The work we need to do is showing its impact on us. It’s been a heavy, and emotional day. I’d woken up early, like several others, to get a head start on our blog posts, the increasing development and maturity of which is inversely proportional to the speed at which we can write and send them on to Ahmad to upload. In the midst of some fierce thinking in the kitchen-cafe, I got distracted by haunting sounds from the living room next door. ‘What is that?’, I asked Greg when he came into the kitchen-cafe, ‘It’s making me sad.’ ‘Join us’, he said. And so I did. Only to be flooded by a sudden, inexplicable admixture of loss and longing. I’d never heard the music before, but it pulled, almost too tightly, at my heart even as my mind tried to place it. ‘Rumi’, ‘reed’, ‘poetry’, ‘Persian’, amongst a dozen other words and places and concepts raced through my head. Nebulously strange and familiar, new yet old, past as well as present, it unsettled and stilled in equal measure, jumpstarting an incredible conversation between Greg and I.
And so the tone for the first reading of the day was, for me, at least, already set by this ‘merely’ improv performance by Greg and a Kurdish colleague of his. Denise Vargas’s ‘Shadow’ raised a key issue of authenticity — how does one square being true to oneself, seeking pleasure and fulfillment, with wider community and societal expectations about responsibility and the collective creation of meaning? ‘Be the voice/that breaks the silence, not the echo. Be song, be scar/be question/be anything but shadow’ urged Vargas, which led to much discussion about the different connotations of shadow in different geographical and cultural contexts. For all its diminishing associations in the poem, shadows and shade instead evoked for many of us elsewhere, images of refuge, safety, and tranquility. This also led to a rich discussion on different models of leadership.

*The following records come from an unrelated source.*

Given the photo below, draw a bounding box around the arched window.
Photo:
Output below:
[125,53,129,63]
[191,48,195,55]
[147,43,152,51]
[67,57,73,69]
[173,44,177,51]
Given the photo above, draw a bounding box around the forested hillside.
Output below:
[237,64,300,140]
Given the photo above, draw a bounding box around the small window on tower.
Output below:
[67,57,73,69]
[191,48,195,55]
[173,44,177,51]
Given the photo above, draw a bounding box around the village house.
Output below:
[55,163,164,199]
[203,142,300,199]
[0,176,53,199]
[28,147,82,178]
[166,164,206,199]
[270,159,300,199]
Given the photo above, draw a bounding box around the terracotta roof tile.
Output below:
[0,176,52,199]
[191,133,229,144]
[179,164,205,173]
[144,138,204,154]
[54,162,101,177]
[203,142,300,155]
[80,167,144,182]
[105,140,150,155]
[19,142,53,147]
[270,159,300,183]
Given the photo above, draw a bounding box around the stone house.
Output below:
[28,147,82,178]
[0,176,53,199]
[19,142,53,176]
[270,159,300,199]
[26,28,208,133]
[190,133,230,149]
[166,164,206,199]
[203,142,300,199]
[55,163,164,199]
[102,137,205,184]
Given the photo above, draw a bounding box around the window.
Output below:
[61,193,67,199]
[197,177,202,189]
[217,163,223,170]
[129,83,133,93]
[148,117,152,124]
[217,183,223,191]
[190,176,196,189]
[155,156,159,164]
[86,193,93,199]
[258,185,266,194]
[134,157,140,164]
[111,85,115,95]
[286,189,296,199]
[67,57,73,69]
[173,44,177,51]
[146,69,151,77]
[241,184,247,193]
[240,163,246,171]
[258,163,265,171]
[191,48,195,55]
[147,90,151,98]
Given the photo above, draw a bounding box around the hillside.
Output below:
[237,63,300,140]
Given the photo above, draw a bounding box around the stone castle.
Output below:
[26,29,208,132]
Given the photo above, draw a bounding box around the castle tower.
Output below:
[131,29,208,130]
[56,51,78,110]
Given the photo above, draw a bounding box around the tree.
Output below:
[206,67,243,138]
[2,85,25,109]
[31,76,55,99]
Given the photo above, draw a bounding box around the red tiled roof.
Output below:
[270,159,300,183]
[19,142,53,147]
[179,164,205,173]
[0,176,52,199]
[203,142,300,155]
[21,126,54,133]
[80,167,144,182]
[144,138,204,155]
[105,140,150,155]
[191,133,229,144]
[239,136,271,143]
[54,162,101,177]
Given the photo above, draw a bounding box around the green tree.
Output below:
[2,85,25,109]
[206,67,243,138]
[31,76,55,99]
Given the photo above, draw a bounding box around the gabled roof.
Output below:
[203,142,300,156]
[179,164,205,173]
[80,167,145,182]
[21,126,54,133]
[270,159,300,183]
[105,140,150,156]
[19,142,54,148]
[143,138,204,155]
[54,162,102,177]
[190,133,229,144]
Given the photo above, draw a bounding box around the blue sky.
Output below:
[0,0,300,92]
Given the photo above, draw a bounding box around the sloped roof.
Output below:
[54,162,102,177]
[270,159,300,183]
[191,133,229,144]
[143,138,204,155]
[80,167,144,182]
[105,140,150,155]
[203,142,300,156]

Another important question raised in the discussion for this reading, as well as the one that followed, namely, ‘An Open Letter to Eric Schmidt‘, by Mathias Dopfner, was ‘How do each of us change something destructive into something constructive?’ More bluntly, perhaps, it challenged us to come face-to-face with a rather inconvenient truth — how do we get over our anger, our disappointments, our sense of injustice, our betrayal by others, our hopelessness? In other words, how do we get over ourselves and out of our own way to do the work that needs to be done? Especially when we are in the thick of it and don’t have the will, the capacity, the energy or the time or the clarity or the headspace to do so. It’s an important life lesson. There are no easy, single, answers — just a toolkit, maybe an emergency pack, of principles and strategies. Do we have the foresight to pack it for the journey of life?